La seconde manière de révolution est lorsqu’une âme rentre dans un corps nouvellement formé, soit pour expier quelque faute qu’elle avait commise dans un autre corps, ou pour devenir plus sainte. Quelques âmes d’une nature plus relevée n’ont que de l’éloignement pour la matière, et ne reviennent que difficilement animer les corps. D’autres plus charnelles conservent toujours un penchant vers le corps, et y retournent souvent sans autre raison que de contenter ce désir. Les Juifs croient que cette révolution se fait jusqu’à trois ou quatre fois. Ils étendent même cette transmigration jusqu’aux bêtes et aux choses inanimées, et le nombre des partisans de ce dogme n’est pas petit. Les plus célèbres docteurs juifs le tiennent, et prétendent que Pythagore, Platon, Virgile et les autres anciens philosophes qui l’ont enseigné, l’avaient tiré des écrits des Prophètes.
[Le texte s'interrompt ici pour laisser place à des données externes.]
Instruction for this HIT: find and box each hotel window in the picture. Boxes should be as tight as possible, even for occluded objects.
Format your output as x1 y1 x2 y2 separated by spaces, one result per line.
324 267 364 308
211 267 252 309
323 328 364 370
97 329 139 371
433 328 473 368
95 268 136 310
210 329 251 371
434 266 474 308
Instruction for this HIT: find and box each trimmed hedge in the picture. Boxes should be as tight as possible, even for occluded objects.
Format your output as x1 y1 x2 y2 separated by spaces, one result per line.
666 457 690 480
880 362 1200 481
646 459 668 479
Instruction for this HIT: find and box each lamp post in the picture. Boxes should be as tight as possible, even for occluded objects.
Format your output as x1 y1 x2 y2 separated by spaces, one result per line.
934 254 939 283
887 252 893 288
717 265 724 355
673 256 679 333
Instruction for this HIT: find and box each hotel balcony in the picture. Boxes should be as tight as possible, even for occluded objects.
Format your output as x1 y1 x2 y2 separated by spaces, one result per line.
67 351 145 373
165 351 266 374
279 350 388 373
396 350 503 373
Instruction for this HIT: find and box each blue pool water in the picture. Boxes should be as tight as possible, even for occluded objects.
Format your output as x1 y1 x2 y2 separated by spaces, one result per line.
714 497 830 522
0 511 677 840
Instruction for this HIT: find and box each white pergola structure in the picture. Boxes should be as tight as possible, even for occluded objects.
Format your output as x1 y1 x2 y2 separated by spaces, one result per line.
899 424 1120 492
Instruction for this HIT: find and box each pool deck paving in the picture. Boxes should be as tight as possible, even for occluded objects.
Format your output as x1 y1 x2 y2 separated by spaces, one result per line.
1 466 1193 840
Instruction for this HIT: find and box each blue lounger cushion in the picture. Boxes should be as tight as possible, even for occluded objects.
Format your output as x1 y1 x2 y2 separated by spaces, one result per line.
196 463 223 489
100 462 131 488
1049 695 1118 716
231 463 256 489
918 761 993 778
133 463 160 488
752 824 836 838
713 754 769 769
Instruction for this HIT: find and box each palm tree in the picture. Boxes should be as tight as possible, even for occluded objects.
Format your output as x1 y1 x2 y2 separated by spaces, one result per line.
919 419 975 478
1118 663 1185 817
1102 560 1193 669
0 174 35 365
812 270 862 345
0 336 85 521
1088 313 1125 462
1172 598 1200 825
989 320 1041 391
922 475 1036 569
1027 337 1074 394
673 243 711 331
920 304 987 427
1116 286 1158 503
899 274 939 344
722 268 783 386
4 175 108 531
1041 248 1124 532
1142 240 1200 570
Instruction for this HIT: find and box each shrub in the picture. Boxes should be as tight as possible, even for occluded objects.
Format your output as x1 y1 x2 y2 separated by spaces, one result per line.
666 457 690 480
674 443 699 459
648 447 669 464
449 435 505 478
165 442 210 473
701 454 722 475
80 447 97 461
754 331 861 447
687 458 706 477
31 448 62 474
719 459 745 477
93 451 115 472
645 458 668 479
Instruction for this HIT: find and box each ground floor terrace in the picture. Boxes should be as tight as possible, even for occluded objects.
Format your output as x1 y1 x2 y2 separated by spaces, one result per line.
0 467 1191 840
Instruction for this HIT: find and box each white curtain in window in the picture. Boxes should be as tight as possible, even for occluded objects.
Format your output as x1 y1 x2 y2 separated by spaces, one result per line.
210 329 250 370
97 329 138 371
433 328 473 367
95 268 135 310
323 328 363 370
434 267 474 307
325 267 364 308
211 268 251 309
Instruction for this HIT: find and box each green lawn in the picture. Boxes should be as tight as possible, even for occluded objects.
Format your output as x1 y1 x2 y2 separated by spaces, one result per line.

Ce sentiment est très-ancien dans l’Orient. Les Chinois enseignent que Xékiah, philosophe indien, qui naquit environ mille ans avant Jésus-Christ, en a été le premier auteur dans les Indes ; que de là il se répandit dans la Chine l’an 65 après Jésus-Christ. Les Chinois tiennent que Xékiah est né huit mille fois, et que la dernière il naquit sous la forme d’un éléphant blanc. C’est sur ce principe que les Indiens et les Chinois se donnent si aisément la mort, et qu’ils font souvent mourir leurs enfants quand ils n’ont pas de quoi les nourrir. On raconte qu’un roi de ce pays-là ayant eu la petite vérole, et voyant son visage tout défiguré, ne put se résoudre de demeurer plus longtemps dans une demeure si hideuse ; il se fit couper la gorge par le fils de son frère, qui fut ensuite brûlé. L’histoire du philosope indien Calanus, qui se brûla du temps d’Alexandre, est fameuse.
Les Indiens regardent la mort avec beaucoup d’indifférence, persuadés de la métempsycose, qui passe chez eux pour indubitable. Ce dogme a produit dans l’Orient grand nombre d’imposteurs et de faux Messies, qui se disaient animés de l’âme d’Adam ou de Moïse. Par exemple, Akem-ben-Asha, fameux imposteur qui parut l’an 162 de l’hégire, et qui disait qu’après la mort d’Adam, Dieu était apparu aux hommes sous la figure de plusieurs prophètes et autres grands hommes, jusqu’à ce qu’il prit la figure humaine dans la personne d’Abu-Moslem, prince du Korasan ; qu’après sa mort, la divinité était passée et descendue en sa personne. C’est de la même source que sortirent ces fanatiques, qui voulaient rendre des honneurs divins à À bon-Giafar-Almansor, second calife de la race des Abassides, dans qui ils prétendaient que l’âme de Mahomet, ou de quelque ancien prophète, était passée. Enfin de là naît leur abstinence de tout ce qui a vie, et la crainte de violer dans un animal l’âme de leur père ou de leur proche. Ils ne se défendent pas même contre les bêtes farouches, et rachètent charitablement des mains des étrangers les animaux, quand ils voient qu’on est près de les tuer. Voyez ci-devant l’article âme, et ci-après l’article Résurrection.